To gamble on the fairway at 10 was never the right choice.

McIlory knows full well that he made mistakes but there were positives to take and he needs to draw on them as the season progresses. For three rounds McIlory was on another level to the rest of the field. He drove the ball superbly and his iron play was a joy to behold. The putting was not great as he missed a string of putts from inside ten feet, but that was what kept his rivals within hailing distance.

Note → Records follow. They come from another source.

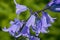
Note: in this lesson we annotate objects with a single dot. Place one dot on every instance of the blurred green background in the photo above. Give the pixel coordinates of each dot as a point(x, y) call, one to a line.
point(7, 13)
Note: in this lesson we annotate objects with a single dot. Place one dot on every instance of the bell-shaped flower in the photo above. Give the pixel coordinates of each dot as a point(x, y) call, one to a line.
point(14, 28)
point(20, 8)
point(26, 29)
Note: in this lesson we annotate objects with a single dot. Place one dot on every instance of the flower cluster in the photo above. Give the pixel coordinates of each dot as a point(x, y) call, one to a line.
point(38, 24)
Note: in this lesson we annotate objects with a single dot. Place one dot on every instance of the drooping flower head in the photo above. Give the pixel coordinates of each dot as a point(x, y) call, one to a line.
point(20, 8)
point(14, 28)
point(43, 23)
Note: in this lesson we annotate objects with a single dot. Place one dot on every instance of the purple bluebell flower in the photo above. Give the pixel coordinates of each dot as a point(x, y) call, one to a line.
point(55, 5)
point(20, 8)
point(34, 38)
point(14, 28)
point(26, 29)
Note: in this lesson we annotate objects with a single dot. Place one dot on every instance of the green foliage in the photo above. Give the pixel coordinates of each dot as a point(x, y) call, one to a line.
point(7, 13)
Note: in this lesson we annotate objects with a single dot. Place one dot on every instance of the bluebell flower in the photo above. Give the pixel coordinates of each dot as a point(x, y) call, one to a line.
point(34, 38)
point(20, 8)
point(26, 29)
point(14, 28)
point(55, 5)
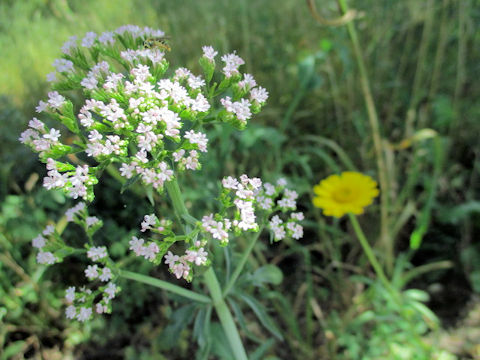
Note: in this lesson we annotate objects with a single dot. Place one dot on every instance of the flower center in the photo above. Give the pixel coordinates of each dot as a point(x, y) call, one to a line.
point(344, 195)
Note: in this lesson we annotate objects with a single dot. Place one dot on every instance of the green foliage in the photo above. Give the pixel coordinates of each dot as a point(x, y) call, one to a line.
point(423, 68)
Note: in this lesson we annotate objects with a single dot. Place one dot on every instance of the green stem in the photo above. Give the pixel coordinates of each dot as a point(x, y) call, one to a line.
point(369, 252)
point(224, 315)
point(241, 263)
point(165, 286)
point(377, 140)
point(176, 196)
point(211, 281)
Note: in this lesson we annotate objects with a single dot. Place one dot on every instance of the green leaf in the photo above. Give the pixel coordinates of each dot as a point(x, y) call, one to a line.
point(13, 349)
point(267, 274)
point(259, 354)
point(262, 315)
point(220, 345)
point(129, 183)
point(180, 319)
point(417, 295)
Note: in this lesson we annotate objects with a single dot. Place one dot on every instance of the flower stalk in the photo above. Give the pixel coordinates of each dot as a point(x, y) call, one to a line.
point(165, 285)
point(369, 252)
point(223, 312)
point(385, 239)
point(241, 263)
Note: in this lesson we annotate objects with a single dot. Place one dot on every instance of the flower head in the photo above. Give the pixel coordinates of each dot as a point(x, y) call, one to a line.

His was a dramatic collapse with many likening it to Greg Norman's demise against Nick Faldo in 1996. Norman never won another major, but he was 41 at the time of his defeat - 20 years McIlroy's senior. Far better comparisons are with Dustin Johnson and Nick Watney who suffered collapses at last season's US Open and US PGA Championship respectively. Both Johnson and Watney have emerged stronger players on the back of throwing away leads at major championships. Johnson won the BMW Championship at Cog Hill in September before finishing second in the Cadillac Championship in March, beaten by a certain Nick Watney.

McIlroy gets back into the saddle immediately with a trip to Asia for the Maybank Malaysian Open and win or lose he needs to remember that just four days ago people were talking about him as a future multiple major winner.

Out of Bounds still believes that to be the case - one bad round does not mean he is all of a sudden a bad player.